Sucumbiu, lutando, à enfermidade que o açoitava há alguns anos. Um tempo em que, contemporâneo da velha máquina de escrever e do telex, nunca silenciou, modernizando-se nas compartilhadas comunicações instantâneas de seu blog e de seu mural. Fisicamente próximo ou distante, cada um desses cativos afetos sentiu, a cada passo de um Luiz andador, sua própria dor no calvário da lancinante intensidade.

Na mochila dos sonhos, a política, o humor e a vida

Daquele Luiz dos nossos primeiros tempos do cerrado, do amigo dedicado à felicidade de cada um dos seus amigos — que aportavam no tropical exotismo das peraltices vividas e das histórias extraídas de cada pródiga fábula do cotidiano. Daquela presença constante, às vezes aparecida do nada aparente, com fatos e surpresas agradáveis, quase sempre com um convite aos bons momentos de convivência, rumo a uma saída noturna ou domingueira, ou simplesmente com uma cesta de hortaliças que cultivava no terreno de sua casa.

Surprendente e do bem, só não extraía prazer de alguma invasiva e inevitável tragédia. (De tal modo que até hoje é difícil não marejar a alma e janelas à visão do seu flagelo de torturado: que tipo de monstro foi capaz de seviciar alguém assim traduzido).

Numa de suas peças, passeando na superação das horrendas torturas nos cárceres da ditadura, nos convidou para a inauguração de sua “piscina” na casa do lago, onde vivia um tórrido e inquieto romance com uma loiríssima capixaba. Ligou para João Amazonas e o convidou; o retorno veio numa espirituosa pergunta: “Luiz, você se aburguesou?” A “piscina” era “vertical”, instalada no quintal da casa, na verdade um chuveirão para um belo banho ao ar livre.

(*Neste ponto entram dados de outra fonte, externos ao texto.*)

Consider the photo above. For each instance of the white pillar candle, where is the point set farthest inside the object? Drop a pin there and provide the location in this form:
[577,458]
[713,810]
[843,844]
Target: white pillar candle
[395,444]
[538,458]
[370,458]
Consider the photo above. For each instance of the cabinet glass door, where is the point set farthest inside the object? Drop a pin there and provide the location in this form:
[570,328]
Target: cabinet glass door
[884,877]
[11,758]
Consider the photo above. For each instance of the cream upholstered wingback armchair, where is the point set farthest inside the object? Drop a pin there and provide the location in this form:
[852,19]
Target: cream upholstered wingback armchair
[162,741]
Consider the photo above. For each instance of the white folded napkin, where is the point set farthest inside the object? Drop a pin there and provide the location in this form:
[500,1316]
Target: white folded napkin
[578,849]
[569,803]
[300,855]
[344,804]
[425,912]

Do mesmo modo, convidava para os almoços dominicais no apartamento de um querido compadre capixaba, Carlos Fernando, onde as libações destiladas, em geral, se consumavam nas muquecas de peixe Robalo e outras delícias da refinada culinária de um cuidadoso anfitrião — que, vestido a caráter num garboso avental, afrontava em simpatia os nordestinos na sua célebre e desafiadora sentença: “Muqueca é capixaba, o resto é peixada”. Num outro domingo, quando Luiz já morava no Paranoá, foi com orgulho que, no capricho, presenteei-lhe com um belo frasco de ardosas, variadas e cromáticas pimentas compradas na feira do lugar. Tudo simples assim.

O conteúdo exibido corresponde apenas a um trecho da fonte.